The gist of the issue was that I would load up Slippi, start searching for a match, and never actually get into a match. The matchmaking server was up, I’d start connecting to someone, and then it would revert to search after 5-15 seconds of trying to connect. (The weirdest part of this issue is that it would sometimes work, but never consistently. This is still bothering me.)
Every few weeks I’d get frustrated at it and sit there fiddling with settings in my OPNsense router. I disabled my DNS blocking, fiddled with DNSSEC and DoT settings (including turning them off entirely), removed all FW rules from the interface except for the allow all rules, fiddled with UPnP, tried with and without Tailscale enabled, switched to Automatic Outbound NAT rules, on and on. I honestly forget every single setting I changed, but if it was remotely possible that it was causing the issue, I would test it. I knew it was a network issue, because I had tried from my phone hotspot and it worked just fine - which ruled out the PC itself. Eventually I tried a Wireshark packet capture on the interface, but I couldn’t really make heads or tails of it.
I figured it had something to do with NAT, but I don’t really have a great understanding of how that works, and I’m not familiar enough with the OPNsense stack either.
This past time, I had a lead from a friend who said it sounded like a FW issue. I knew I had tested all the rules, but I didn’t think about it being one of the automatically generated ones - default deny / state violation. Basically, incoming from the WAN.
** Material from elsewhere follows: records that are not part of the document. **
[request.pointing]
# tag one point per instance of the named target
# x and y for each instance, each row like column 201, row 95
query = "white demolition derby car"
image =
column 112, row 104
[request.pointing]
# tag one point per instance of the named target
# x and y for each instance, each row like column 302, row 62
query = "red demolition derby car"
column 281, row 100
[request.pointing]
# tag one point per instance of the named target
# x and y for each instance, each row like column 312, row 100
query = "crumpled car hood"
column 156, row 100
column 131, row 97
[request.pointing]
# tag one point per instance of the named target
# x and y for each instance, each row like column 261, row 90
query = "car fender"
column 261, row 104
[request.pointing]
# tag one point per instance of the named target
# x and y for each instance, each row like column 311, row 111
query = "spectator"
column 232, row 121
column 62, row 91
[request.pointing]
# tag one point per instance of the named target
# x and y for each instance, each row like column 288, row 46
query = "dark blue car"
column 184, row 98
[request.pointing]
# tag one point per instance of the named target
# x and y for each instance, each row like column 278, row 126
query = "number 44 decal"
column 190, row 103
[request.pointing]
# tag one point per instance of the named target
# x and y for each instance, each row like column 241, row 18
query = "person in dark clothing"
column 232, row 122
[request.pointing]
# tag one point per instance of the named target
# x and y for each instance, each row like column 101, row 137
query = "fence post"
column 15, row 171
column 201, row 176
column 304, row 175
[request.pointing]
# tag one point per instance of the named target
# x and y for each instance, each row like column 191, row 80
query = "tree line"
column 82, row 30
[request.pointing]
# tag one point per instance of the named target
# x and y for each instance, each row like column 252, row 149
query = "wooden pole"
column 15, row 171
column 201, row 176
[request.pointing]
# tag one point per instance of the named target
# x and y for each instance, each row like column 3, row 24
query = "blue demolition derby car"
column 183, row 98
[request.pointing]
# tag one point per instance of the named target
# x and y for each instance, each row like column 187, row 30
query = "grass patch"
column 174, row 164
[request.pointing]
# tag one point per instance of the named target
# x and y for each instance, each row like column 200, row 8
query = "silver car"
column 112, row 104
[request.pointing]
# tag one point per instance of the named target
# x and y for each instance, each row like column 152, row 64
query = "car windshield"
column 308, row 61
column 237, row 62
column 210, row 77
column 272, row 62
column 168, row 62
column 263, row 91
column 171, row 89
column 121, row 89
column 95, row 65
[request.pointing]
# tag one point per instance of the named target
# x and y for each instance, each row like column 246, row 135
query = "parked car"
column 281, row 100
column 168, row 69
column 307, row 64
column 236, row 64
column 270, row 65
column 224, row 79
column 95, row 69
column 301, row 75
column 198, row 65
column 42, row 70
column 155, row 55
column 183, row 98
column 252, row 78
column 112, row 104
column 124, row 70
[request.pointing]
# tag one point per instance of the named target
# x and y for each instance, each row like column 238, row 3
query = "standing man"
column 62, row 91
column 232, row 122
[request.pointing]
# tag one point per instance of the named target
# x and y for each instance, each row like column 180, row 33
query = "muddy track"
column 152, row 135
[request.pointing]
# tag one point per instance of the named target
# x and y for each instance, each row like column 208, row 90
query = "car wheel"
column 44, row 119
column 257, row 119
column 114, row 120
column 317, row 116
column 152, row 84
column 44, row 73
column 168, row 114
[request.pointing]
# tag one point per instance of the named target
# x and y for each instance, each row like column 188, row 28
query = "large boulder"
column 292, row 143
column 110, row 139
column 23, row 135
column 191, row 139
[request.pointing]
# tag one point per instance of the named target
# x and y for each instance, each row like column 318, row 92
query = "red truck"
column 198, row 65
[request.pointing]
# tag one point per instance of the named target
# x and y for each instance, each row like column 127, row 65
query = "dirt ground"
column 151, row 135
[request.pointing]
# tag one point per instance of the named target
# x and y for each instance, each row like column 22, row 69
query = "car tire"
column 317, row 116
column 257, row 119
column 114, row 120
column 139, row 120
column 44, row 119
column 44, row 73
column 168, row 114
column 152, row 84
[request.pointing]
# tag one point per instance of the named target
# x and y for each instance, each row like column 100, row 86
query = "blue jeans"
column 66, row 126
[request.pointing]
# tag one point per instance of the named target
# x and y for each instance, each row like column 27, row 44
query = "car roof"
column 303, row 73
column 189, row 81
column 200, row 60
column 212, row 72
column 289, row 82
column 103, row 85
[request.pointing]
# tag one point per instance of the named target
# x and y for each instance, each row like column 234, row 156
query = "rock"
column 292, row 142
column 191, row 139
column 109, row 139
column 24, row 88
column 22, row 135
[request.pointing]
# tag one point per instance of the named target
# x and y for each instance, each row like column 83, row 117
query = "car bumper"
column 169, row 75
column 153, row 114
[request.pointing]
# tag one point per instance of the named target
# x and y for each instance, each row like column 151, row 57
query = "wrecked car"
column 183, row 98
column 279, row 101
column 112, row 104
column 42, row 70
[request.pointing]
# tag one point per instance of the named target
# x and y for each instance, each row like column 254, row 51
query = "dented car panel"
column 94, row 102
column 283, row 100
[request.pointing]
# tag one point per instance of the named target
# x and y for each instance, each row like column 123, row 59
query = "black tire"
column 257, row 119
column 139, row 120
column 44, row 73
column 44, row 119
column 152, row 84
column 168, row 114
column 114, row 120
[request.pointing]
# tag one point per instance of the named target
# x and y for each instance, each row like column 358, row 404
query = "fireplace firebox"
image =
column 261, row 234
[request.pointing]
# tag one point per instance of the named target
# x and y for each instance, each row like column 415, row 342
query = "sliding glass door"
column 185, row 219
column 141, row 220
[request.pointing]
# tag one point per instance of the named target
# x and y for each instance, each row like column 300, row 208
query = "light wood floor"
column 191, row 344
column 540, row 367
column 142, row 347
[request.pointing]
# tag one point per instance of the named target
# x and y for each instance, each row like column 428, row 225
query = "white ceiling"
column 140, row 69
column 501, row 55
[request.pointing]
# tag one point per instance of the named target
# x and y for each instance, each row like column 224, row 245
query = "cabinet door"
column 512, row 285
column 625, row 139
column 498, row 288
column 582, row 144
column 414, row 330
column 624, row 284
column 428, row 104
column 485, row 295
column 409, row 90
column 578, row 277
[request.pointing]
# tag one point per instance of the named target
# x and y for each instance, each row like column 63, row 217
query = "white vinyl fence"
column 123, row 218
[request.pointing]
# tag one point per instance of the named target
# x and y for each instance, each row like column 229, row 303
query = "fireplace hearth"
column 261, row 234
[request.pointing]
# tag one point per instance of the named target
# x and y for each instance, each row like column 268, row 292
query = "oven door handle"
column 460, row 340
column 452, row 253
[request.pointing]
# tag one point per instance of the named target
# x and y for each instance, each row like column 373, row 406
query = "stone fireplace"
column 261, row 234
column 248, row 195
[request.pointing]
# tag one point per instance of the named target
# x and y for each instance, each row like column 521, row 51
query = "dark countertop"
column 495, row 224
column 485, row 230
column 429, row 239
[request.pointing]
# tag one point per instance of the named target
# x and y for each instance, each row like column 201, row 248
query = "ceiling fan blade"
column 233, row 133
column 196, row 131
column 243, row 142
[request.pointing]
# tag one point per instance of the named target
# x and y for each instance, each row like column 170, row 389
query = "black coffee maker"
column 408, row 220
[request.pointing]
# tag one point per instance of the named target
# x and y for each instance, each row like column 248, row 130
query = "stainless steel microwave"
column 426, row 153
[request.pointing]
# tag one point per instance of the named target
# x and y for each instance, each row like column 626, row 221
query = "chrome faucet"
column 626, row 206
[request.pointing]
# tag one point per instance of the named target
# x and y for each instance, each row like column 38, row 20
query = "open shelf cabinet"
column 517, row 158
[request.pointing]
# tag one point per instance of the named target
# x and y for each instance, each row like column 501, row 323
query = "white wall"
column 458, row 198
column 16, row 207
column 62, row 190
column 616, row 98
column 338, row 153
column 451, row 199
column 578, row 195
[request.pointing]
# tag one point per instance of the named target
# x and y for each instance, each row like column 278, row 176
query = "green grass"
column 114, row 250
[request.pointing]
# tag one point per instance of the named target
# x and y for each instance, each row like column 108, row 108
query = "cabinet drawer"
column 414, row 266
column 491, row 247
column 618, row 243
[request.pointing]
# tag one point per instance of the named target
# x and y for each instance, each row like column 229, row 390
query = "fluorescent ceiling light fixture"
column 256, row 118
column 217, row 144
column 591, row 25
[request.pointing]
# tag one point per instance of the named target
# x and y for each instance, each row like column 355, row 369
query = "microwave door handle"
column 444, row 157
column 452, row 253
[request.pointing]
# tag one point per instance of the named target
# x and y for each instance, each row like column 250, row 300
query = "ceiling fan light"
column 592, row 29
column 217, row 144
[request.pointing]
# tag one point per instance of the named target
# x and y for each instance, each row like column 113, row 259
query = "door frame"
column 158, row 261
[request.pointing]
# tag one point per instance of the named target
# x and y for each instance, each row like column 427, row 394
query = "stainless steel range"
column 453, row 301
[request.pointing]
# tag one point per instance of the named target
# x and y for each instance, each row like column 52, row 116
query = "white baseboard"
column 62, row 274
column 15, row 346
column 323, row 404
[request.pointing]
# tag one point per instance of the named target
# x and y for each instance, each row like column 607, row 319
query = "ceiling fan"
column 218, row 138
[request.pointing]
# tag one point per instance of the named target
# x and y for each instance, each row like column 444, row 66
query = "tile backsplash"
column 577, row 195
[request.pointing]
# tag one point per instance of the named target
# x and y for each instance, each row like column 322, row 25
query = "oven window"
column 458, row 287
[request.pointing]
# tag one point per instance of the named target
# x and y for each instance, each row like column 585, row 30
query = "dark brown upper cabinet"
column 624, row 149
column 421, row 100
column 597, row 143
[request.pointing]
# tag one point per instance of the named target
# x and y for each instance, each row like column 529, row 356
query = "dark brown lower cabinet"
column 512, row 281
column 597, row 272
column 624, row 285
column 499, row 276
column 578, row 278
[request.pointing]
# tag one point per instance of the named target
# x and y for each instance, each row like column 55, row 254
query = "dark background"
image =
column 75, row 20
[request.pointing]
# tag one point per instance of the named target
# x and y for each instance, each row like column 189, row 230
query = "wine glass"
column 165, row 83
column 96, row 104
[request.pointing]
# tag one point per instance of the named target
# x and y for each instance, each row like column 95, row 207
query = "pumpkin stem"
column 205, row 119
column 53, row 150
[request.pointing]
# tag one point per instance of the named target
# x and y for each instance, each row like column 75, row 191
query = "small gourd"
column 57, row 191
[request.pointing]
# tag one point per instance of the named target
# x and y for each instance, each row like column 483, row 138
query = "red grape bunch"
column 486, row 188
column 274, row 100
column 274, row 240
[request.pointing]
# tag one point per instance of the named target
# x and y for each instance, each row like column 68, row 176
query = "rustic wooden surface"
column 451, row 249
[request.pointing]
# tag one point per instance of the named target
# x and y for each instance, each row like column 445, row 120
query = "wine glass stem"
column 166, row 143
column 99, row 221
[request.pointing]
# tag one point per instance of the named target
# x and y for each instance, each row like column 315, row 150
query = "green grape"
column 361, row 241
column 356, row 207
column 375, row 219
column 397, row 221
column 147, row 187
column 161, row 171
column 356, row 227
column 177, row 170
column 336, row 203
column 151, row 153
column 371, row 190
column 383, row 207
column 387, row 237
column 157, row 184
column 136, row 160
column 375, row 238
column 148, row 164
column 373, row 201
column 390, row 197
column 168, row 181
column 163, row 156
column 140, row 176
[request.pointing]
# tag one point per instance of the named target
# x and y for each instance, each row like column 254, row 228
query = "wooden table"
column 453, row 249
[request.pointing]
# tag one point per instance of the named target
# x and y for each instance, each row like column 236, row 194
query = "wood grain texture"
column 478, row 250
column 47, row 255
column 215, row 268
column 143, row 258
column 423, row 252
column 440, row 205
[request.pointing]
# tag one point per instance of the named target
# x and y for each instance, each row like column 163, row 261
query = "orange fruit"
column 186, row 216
From what I can tell, how the matchmaking server works is like so: you connect to it, I connect to it, the server pairs us up, and then we both send outgoing UDP on a random high port directly to the other’s IP address. There’s the issue. My UDP packets were sending out just fine, but incoming UDP packets were being denied at the WAN. They weren’t getting NATed. I found this from doing a live monitor on the OPNsense machine and filtering to UDP packets, after doing another packet capture on my laptop and narrowing down the output to what made sense. I saw outgoing connections on UDP on a high port - and lo and behold, I saw those return calls getting blocked on the WAN interface when I looked in the router.
So how did I fix it? Previously I had made the rookie mistake of searching for specifically Slippi / Melee connection issues when I was digging around on the world wide web - meaning I was looking for the small subset of humans on this planet who play Melee, are technical enough to use OPNsense, and are non-technical enough to have not solved the issue on their own and thus posted about it on the internet. Obviously what I should have done is instead searched for the much more generalized, and nearly as applicable, “OPNsense gaming connection issues”, which turned up a result on the first try. Thank you to this reddit post for fixing my issue.
Steps:
- Prerequisite: create a separate VLAN for gaming, and isolate it from the rest of the LAN, since this is allowing incoming connections
- Create the VLAN, assign it to an interface, assign an IP, enable DHCP, enable DNS
- Create firewall rules: allow DNS and DoT, allow all except RFC1918 traffic
- Enable UPnP on that VLAN interface
- Create a manual NAT rule (if not specified, default):
- Interface: WAN
- Source: GAME net
- Translation target: WAN address
- Static port: enable
- Add a description
And that’s it…pretty simple, but frustrating. That’s what UPnP is for, right?